私が指ぱっちんで行った全ての事が明るみになり、それらの出来事によってさまざまな感情を抱いた人間の矛先は無論――こちらに全て向けられる事となる。
完全懲悪は、失敗した――。
基本的に、世間の悪を滅ぼしたのだから、私は感謝の言葉を多く受け取った。混乱した世界は急激な革命を起こし始めて、そんな立て直しの中で組み変わる法律は改革者である私を罪人とは咎めなかった。

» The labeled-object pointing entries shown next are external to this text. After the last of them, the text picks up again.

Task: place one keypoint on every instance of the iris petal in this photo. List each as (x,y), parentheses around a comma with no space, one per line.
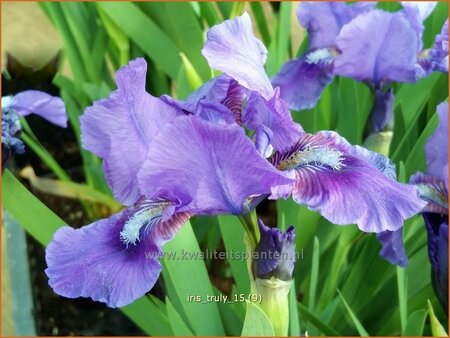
(345,186)
(232,48)
(389,55)
(217,166)
(94,261)
(120,128)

しかし、私の事を良く思わないものがいるのも事実だ。
誰しも抱く正義とは――誰かにとっての悪である。
誰しも貫く正義とは――誰かにぶつける悪である。
私の行いが自分の良かれと思ってやった正義であるなら当然、誰かにとって巨悪である。
しかし、そんな日々で受け取ったのは極悪人というレッテルだけではなくて。
私は「そうある事」を認めざるを得ない。
――こうして、皮肉にも私は英雄として崇められる事となった。